Ein weiterer Aspekt der steilen Zinskurven ist die Tatsache, dass immer mehr Investoren in höhere Laufzeitensegmente „gedrückt“ werden. Gerade bei Duration-Untergewichtungen gegen Benchmarks ist das Risiko einer Unterperformance momentan hoch. Dies ist einerseits darin begründet, dass die absoluten Gesamtrenditen und Rollrenditen recht hoch sind, andererseits die Unterschiede von Laufzeitjahr zu Laufzeitjahr ebenfalls relativ beträchtlich ausfallen. Im Rahmen eines aktiven Managements ist die fortlaufende Überprüfung und Anpassung gerade der Laufzeitenpositionierung deshalb von äußerster Relevanz. Ein zusätzlicher positiver Folgeeffekt: Der graduelle Shift in längere Laufzeiten führt mittelfristig wieder zur Verflachung der Zinskurven und somit zu zusätzlichen Kursgewinnen am langen Ende. Bis dahin gilt es, die Chancen der aktuellen Steilheit durch Positionierung im attraktivsten Markt- und Laufzeitensegment zu nutzen.

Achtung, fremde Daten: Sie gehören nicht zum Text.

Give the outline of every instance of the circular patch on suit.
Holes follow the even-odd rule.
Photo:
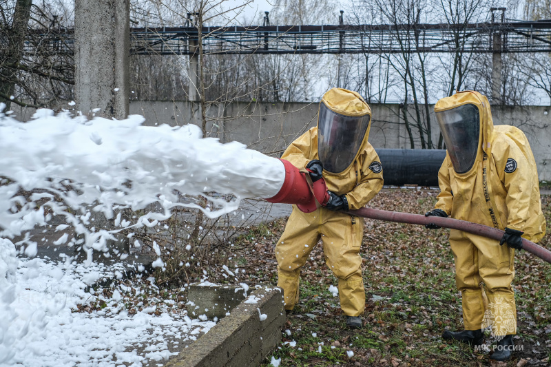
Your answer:
[[[517,161],[513,158],[510,158],[507,160],[507,163],[505,164],[505,173],[512,174],[517,170]]]
[[[380,174],[381,171],[383,170],[383,166],[381,165],[381,163],[380,162],[377,162],[375,160],[375,162],[369,165],[369,169],[371,169],[375,174]]]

Fazit: Laufzeitmanagement, Renditeoptimierung und Risikodiversifikation
Die jüngste Versteilerung der Zinsstrukturkurve eröffnet Anlegern neue Chancen zur Renditeoptimierung – insbesondere durch gezielte Positionierung entlang der Kurve und Nutzung von Carry- und Roll-Down-Effekten. Ein aktives Laufzeitenmanagement wird damit zum zentralen Hebel, um sowohl Ertragschancen zu maximieren als auch Risiken effektiv zu diversifizieren. Die aktuelle Kurvenstruktur zeigt sich im historischen Vergleich als fair bewertet – ein idealer Zeitpunkt für strategische Allokationen.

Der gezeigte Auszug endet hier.